Also, the basic theme is extremely worn and overused. It is like writing about "love", the fact that we have overused (abused) that word over the generations has made it so cliche that is it difficult to use in poetry. It is better to describe elements of love without actually defining the word.

Since you are asking for pointers, here are some from my experience, and which I have read in text books and interviews of well known poets.

1. Read a lot of poetry, not just the most well known, but also poetry by lesser knowns like us...
2. Very often you can improve a poem simply by rearranging the lines. I think you could try that here, see how it works.
3. We tend to write in past tense; try putting this poem into first person present tense. In doing so you will probably note some lines or words that just don't fit.
4. Always think of our audience first -- add flavor and color, time, motion to your writing that appeal to the reader. Here is where reading a lot of poetry will help.
5. Consider the "voice" of your poem. I often think of a specific voice, maybe an actor, or some kind of accent, and it can help define your writing, give a clear focus.

Keep writing and posting.

BW
5.


----------



## Lilly Davidson (Apr 29, 2012)

Hi BWoz

Lol - helpfully accurate critique indeed. I suspected it was rubbish and now I *know* it is. I can work with that.


----------



## Jon M (Apr 29, 2012)

Lily,

I like your attitude regarding the criticism you've received thus far. You seem like you genuinely wish to improve. 

The title of the poem is interesting, evocative -- I like it very much. But the rest of the poem goes downhill from there because it feels so lofty and nonspecific. My advice is that you bring your poem back down to Earth, root it in very specific, vivid detail. This poem made me feel like I was looking at an unfocused picture. I don't know what it is about. How does one 'dance to the music of time?' I am not seeking an answer, merely trying to point out that the phrase means nothing, is empty. People dance to songs, and they sing those songs -- in their cars, in their kitchens as they clean, when they think no one else is home. 

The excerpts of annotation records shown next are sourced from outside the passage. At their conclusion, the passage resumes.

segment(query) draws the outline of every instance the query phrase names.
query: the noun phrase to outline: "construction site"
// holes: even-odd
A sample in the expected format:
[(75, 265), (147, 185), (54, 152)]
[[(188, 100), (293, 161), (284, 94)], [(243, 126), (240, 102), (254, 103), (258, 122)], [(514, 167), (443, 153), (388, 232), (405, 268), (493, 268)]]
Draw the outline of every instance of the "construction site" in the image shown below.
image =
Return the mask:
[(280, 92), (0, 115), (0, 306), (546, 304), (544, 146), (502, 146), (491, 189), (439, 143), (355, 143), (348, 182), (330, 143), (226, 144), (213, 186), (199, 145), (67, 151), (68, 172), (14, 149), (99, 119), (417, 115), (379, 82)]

I think beginning poets have a (natural) tendency to write about grandiose and 'poetic' ideas (such as time or fate) because that is what they think poetry ought to be about. But poetry is about moments. Specific moments, specific ideas. And there is poetry in the quiet, ordinary moments.

So, next time, try writing about a specific moment in time, using very specific and vivid details / imagery.


----------



## Lilly Davidson (Apr 29, 2012)

Hi Jon 
that is good food for thought. I have to say my main interest is definitely short story writing but poetry is always worth having a go at, however awful!


----------



## BWOz (Apr 29, 2012)

Lilly,

I think the comments and advice you received from all of us is really good, and for the most I think we are all kind of saying the same thing.

Most Import thing I (we) forgot to mention is: all poets start right where you are, so if you really love poetry then keep working to improve. Again, read a lot of poetry and you will start finding your own voice -- like a musician who first learns to play all the standards, then starts developing a style of their own.
BW


----------



## jeffrey c mcmahan (May 5, 2012)

Lily;

I have to say I don't agree with any of my previous mentors critiques as they apply specifically to this poem. Accept them as generalities, or not at all. This forum has a tradition of expecting members to provide critical analyses for others works. Which not only provides a process by which a writer can present their work and get feedback from other writers, but also develops the "readers" ability to "parse" an example of writing, and hopefully come up with an intelligent and thoughtful critique. Thus developing his/her own craft. Personally my writing skills, or lack of, as some might trumpet, have been nurtured by an extensive history of reading, and not by any formal training. Almost exclusively through prose literature. As a child I was charmed by a collection of poems by R.L.Stevenson. A few select selections of L.Carroll. And later by a Vietnamese author T.N.Hahn. That's pretty much it. Reading others poems is not an undertaking I take lightly. I have never read a poem in the New Yorker I practically cared for, don't get me started on the periodicals cartoons either. As for the big names, and classical poets, I agree with the man that said, "Homer should be turned out of the lists, and whipped". With that said, I've most likely read more poems here on this site, then all that has gone before. 

As for your poem; I didn't take it for rubbish at all. It's well written, all the lines form a complete image, which is something I like to see in a poem. I did notice right at first that it was a love poem, but I got over that, and was able to arrive at the end, without an unpleasant taste in my mouth. "A time to fill coffers, of memories to endure" is a unique, and if I dare say, sublime expression. Don't let your teachers fill you up with conventions and "how it needs to be" First develop your style, then you may start to establish and use your own, or others conventions, as you decide the when and wheres, of it.

Remember:

Art, is long in the tooth, and short in critical appreciation.


----------



## Kevin (May 5, 2012)

Lilly Davidson said:


> Hi Jon
> that is good food for thought. I have to say my main interest is definitely short story writing but poetry is always worth having a go at, however awful!



I'd say poetry _is_ a form short story writing. Sometimes the story is very short, maybe just a scene.


----------



## Bloggsworth (May 5, 2012)

Writing poetry is good for short story writers, it teaches you not to waste words.


----------